Pinup magazine Skinz may be enough to send Sandra Bullock’s cheating ex Jesse James into a drooling tattoo-induced coma. But for average fetishists, the titillating glossy appears to be nothing more than your typical pictorial of homely inked-up women in various states of undress. The pricey mag , which contains less than 100 words of text in the entire publication, promises on its cover to deliver a flesh festival of “tatted out models in their most revealing layouts.” But the mag’s a letdown, given that most of its more “exclusive” pics “too sexy for newsstands” are on its pay-only website. On the actual newsstand, the mag offers up a relatively tame ensemble of pale, bald, pierced and gothic women in stylized poses, with original names like Mercedes, Heather, Ashley and Sandy. Imagine that.

Your excuse for reading Inked Girls can’t be that you enjoy the articles. There are no articles, just pictures, and risque ones at that. You could say you enjoy the photography, though, because it is artistic in its own way. The photo shoots of tattooed women are about as tasteful as they can be. Still, it seems mostly to be for people with a fetish for tattoos, and that is a growing group given all the ink you see these days. Why stop at Inked Girls? There could be Inked Grannies, Inked Athletes, Inked Doctors. Everybody’s doing it.

Inked features plenty of skanky women posing in little more than colored ink. That makes it more surprising the mag is one of the more upscale titles among the scarily wide category. This edition looks and feels like the editors lavished money on it. The photography is quality, even if the models maybe aren’t.
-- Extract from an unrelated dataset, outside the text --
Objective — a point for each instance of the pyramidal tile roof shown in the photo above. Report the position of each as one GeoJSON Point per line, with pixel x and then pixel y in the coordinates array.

A piece on artist Keith P. Rein features his pornographic works of ladies sucking Popsicles and hot dogs. Need we say Inked is geared for the guys? We’re appreciative of street subcultures, however, and enjoyed reading about the wide cross section of folks who like to decorate themselves, from skateboarders to Celtic musicians. Inked also covers travel, taking the reader to Lisbon, Portugal, where it guides us to a dimly lit bar to chat with 50-year-old prostitutes. It’s unlikely they’ll be wearing less than the ladies in this magazine.

The New Yorker reminds readers that besides the upcoming papal selection in the Sistine Chapel, there’s possibly another weighty vacancy that could occur on the Supreme Court. Ruth Bader Ginsburg will turn 80 this month and the magazine offers a lengthy bio of the second woman to be appointed a Supreme Court justice. Ginsburg tells Jeffrey Toobin that she plans on remaining in her post for at least another year despite political maneuvering to get her to step down to allow President Obama to name a new justice during his second term. Elsewhere, the magazine delivers an interesting piece exploring the events that led up to the suicide of so-called Internet activist Aaron Swartz.
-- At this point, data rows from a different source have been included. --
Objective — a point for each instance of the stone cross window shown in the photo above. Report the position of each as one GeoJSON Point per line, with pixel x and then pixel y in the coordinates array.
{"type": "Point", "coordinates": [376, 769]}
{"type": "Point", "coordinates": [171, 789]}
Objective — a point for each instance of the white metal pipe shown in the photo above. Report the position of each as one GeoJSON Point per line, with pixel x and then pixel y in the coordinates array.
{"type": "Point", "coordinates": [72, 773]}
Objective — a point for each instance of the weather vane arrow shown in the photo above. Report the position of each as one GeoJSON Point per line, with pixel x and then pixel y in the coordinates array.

New York is chock full of lists thanks to its annual “Best of New York” feature. It’s hard to quibble with the user-friendly list, which attempts to identify the best of everything in the sprawling city from eateries to dog groomers. But we do think the color-coded feature could benefit from being sequestered to one section of the mag rather than scattered throughout. Elsewhere, readers are subjected to the meandering bloviating that is Frank Rich. At one point, in an article waxing aimlessly about the Republicans’ attempts at breathing new life into their party, Rich briefly shills for “Veep,” the TV show where he’s a writer: “Listening to this pablum, I find it hard to not to think of ‘Veep,’ the satirical television series I work on,” Rich name drops.
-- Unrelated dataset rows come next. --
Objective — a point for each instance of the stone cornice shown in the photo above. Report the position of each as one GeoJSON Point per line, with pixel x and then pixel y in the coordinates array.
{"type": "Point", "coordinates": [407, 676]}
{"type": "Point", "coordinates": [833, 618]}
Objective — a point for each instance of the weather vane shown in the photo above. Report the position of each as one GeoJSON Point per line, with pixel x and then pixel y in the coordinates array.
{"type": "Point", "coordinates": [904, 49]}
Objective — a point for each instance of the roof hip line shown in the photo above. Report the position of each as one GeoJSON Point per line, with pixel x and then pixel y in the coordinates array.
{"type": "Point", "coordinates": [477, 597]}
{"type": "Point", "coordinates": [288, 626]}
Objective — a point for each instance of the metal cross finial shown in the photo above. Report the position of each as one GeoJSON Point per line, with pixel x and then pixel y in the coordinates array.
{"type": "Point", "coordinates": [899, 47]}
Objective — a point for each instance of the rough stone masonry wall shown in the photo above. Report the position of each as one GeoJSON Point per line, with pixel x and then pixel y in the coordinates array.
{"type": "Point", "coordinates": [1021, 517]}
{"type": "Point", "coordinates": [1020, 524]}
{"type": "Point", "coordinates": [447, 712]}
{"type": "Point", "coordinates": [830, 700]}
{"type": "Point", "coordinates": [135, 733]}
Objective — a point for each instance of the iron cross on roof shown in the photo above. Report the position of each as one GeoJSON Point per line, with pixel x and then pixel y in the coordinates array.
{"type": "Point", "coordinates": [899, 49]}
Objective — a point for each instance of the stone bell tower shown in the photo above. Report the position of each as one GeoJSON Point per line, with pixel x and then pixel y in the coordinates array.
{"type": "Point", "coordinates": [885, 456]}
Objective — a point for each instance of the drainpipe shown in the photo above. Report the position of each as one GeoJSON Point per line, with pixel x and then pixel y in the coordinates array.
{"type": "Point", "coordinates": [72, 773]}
Time stumbles after its epic health care coverage last week by Steven Brill. This week the cover story attempts to explore the Oscar Pistorius murder of his girlfriend Reeva Steenkamp through the prism of escalating violence in South Africa. However, the weekly struggles at making a clear link between a violent post-apartheid South Africa — Cape Town, where Pistorius resides, boasts one of the highest crime rates in the world — and Steenkamp’s tragic murder. Yes, South Africa is violent. Yes, the country’s deeply scarred but we’re not exactly sure Time’s Alex Perry hits his desired target in this one. Speaking of a culture of violence, another article enumerates the novel ways a batch of gory TV dramas like “True Blood,” “Game of Thrones” and “Sons of Anarchy” are exposing viewers to death.